Proposition de résolution relative à la création d'une commission d'enquête sur les conditions d'utilisation des farines animales : Les conditions d'utilisation des farines animales dans l'alimentation des animaux d'élevage et les conséquences qui en résultent pour la santé des consommateurs. Tome 1, rapport

 

(3) Une procédure rapide de détection conduisant à la « levée d'écrou » des carcasses

Lors de leurs déplacements sur le terrain, les délégations de la commission ont assisté au prélèvement des échantillons de cervelles dans les abattoirs. Ce prélèvement est généralement réalisé par un employé de l'abattoir ayant reçu une formation spécifique, sous la surveillance d'un agent des services vétérinaires du ministère de l'agriculture. Ce dernier peut toutefois être conduit à procéder lui-même au prélèvement dans les petites structures.
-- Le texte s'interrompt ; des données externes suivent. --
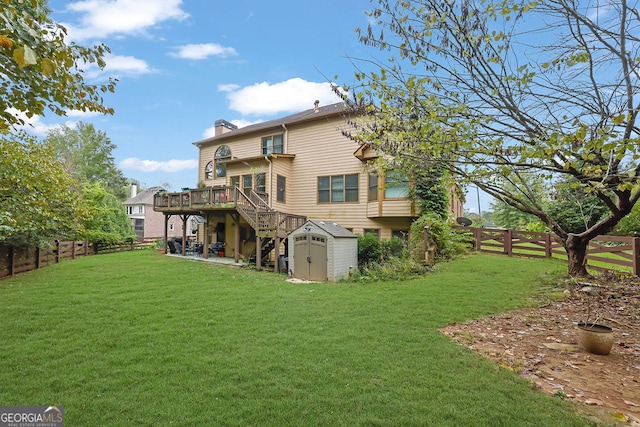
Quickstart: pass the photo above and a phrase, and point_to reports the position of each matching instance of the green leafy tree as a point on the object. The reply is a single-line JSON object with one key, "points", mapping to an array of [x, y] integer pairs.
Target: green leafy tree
{"points": [[40, 70], [502, 90], [87, 155], [106, 219], [38, 198], [630, 224]]}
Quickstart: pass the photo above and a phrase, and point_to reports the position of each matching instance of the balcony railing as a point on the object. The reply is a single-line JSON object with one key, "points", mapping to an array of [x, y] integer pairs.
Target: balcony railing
{"points": [[253, 207]]}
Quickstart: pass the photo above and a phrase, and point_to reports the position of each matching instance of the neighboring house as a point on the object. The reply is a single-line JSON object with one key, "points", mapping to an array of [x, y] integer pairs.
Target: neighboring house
{"points": [[147, 223], [262, 181]]}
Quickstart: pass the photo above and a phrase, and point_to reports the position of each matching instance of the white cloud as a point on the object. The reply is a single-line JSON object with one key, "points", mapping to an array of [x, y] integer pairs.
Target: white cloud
{"points": [[116, 66], [174, 165], [35, 126], [228, 87], [203, 51], [82, 114], [288, 96], [104, 18]]}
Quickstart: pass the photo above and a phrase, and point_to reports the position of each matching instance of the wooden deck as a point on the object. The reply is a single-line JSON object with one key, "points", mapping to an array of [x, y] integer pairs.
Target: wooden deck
{"points": [[254, 208]]}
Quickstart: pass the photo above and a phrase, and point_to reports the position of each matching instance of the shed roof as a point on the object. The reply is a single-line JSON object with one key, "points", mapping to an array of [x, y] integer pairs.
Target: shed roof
{"points": [[333, 228]]}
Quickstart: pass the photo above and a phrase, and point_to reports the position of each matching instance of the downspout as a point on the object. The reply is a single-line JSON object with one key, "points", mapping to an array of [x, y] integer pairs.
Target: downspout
{"points": [[286, 139], [270, 179]]}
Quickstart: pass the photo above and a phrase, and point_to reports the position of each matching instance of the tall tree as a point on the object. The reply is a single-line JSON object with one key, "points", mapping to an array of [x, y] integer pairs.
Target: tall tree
{"points": [[38, 198], [107, 220], [501, 90], [40, 70], [88, 155]]}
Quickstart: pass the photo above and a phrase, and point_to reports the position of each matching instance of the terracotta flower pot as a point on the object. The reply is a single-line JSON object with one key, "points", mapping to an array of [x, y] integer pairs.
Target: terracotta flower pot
{"points": [[595, 338]]}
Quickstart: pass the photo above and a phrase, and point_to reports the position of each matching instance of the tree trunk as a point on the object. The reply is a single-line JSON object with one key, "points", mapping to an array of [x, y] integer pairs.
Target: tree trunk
{"points": [[576, 248]]}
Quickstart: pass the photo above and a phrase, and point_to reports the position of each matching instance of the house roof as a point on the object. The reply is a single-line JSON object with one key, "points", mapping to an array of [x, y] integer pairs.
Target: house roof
{"points": [[144, 197], [333, 228], [304, 116]]}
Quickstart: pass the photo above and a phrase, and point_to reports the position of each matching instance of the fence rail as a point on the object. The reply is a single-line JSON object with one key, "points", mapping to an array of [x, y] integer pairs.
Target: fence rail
{"points": [[18, 260], [603, 253]]}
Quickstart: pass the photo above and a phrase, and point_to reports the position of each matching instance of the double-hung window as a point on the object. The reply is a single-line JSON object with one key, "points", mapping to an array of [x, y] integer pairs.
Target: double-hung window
{"points": [[396, 186], [338, 188], [273, 144]]}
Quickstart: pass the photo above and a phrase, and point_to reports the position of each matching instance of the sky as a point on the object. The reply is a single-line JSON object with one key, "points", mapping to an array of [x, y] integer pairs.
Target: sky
{"points": [[183, 64]]}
Prélevé au moyen d'une spatule verte jetable, le tronc cérébral, partie de la moelle épinière située sous le cervelet, est placé dans un boîtier portant un code barre qui correspond au numéro de tuerie du bovin et expédié au laboratoire d'analyse.

Dans l'attente des résultats du test, les carcasses, la tête et les abats, identifiés également par le numéro de tuerie, sont consignés dans des chambres froides.

Cette identification de l'ensemble des parties de l'animal est facilitée, dans les abattoirs les plus modernes, par l'existence de plusieurs lignes sur la même chaîne (carcasse, abats rouges, têtes), comme a pu le constater une délégation de la commission d'enquête dans une grande structure d'abattage de la Manche.

Le retour des tests, dans un délai d'environ neuf heures, autorise l'agent des services vétérinaires, en l'absence de résultat positif, à mettre un terme à la consignation, ce qu'on désigne par une formule quelque peu pénitentiaire : la levée d'écrou.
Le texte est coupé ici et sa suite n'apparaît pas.